Sickly endangered killer whale feared lost, spotted alive

  Hours after the U-S National Oceanic and Atmospheric Administration said a sick killer whale known as J50 was missing from her family pod, an American whale research organization says the young orca has been spotted alive.

     U.S. researchers announced J50 was missing, and wasn't with her pod when a group of biologists was studying them Sunday.   The last time she was seen on August 30th, she was lagging about a kilometre behind her mother and brother.
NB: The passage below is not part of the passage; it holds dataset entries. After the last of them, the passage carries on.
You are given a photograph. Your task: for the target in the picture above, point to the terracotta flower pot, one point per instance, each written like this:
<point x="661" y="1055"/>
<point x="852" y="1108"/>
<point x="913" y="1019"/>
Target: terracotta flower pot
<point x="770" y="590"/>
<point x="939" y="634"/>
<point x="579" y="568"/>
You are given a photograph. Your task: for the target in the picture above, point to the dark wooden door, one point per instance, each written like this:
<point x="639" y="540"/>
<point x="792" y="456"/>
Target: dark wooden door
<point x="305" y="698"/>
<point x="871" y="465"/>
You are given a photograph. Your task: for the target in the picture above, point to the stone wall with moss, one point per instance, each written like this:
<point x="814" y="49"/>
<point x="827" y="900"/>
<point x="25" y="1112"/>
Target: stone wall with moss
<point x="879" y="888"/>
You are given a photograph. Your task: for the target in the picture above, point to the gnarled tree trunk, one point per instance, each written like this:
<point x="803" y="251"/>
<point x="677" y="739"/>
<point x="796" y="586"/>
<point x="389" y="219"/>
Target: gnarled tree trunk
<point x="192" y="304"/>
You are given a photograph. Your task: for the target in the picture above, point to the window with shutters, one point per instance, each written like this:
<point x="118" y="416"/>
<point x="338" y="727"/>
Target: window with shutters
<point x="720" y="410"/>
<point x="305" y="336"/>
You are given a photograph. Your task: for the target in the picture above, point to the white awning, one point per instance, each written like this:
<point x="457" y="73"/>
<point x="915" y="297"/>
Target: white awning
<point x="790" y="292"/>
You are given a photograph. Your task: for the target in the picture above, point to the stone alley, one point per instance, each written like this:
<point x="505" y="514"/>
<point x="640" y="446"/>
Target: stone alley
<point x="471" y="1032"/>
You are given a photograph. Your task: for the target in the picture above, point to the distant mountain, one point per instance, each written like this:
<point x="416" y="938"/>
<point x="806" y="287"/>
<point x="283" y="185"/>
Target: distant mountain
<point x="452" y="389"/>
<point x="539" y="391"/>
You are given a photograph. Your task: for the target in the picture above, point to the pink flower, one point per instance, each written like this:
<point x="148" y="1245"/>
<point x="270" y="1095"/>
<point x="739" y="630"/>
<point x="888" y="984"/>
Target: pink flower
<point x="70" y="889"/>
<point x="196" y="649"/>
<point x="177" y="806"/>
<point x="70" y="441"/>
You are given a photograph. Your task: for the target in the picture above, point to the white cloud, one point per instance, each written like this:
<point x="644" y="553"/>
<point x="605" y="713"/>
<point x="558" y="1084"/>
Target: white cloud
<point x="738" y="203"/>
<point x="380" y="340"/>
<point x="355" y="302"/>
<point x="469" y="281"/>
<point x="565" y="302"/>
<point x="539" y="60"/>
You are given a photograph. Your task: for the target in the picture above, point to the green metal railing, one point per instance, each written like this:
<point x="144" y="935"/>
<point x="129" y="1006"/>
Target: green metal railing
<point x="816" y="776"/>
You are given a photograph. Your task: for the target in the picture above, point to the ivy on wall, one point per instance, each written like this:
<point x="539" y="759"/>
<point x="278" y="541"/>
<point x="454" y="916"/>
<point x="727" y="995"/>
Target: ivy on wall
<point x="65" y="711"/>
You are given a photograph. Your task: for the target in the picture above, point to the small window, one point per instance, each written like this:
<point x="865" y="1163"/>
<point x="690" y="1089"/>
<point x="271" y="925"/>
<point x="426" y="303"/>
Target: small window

     But the young whale was finally sighted about mid-morning Monday. 

    Still, Mark Leiren-Young, host of Skaana podcast and author of Killer Whale Who Changed the World, was on CFAX 1070 with Adam Stirling and says things are not looking good for J-50:

" Well, we know that she's been trailing her family which is just not a good sign for a whale in this condition.  And the assumption was if she wasn't with her Mom then, this was it."

Leiren-Young says the fact J-50 became separated from her pod doesn't not bode well for the ailing young orca:

" And everything that I was seeing this morning, not only hadn't she been seen, she hadn't been seen with her Mom, Slick,  and it appeared she was gone. NOAA did their release saying they were hoping she'd be seen, but were not hopeful. Ken Balcomb said the same, the Centre for Whale Research."

Leiren-Young says intervention such as administering antibiotics and trying to feed J-50 took far too long, adding if additional intervention is not underway today we need to know why.

 The Center for Whale Research says researchers were in the water with the animal, which has lost a considerable amount of weight over the past several months.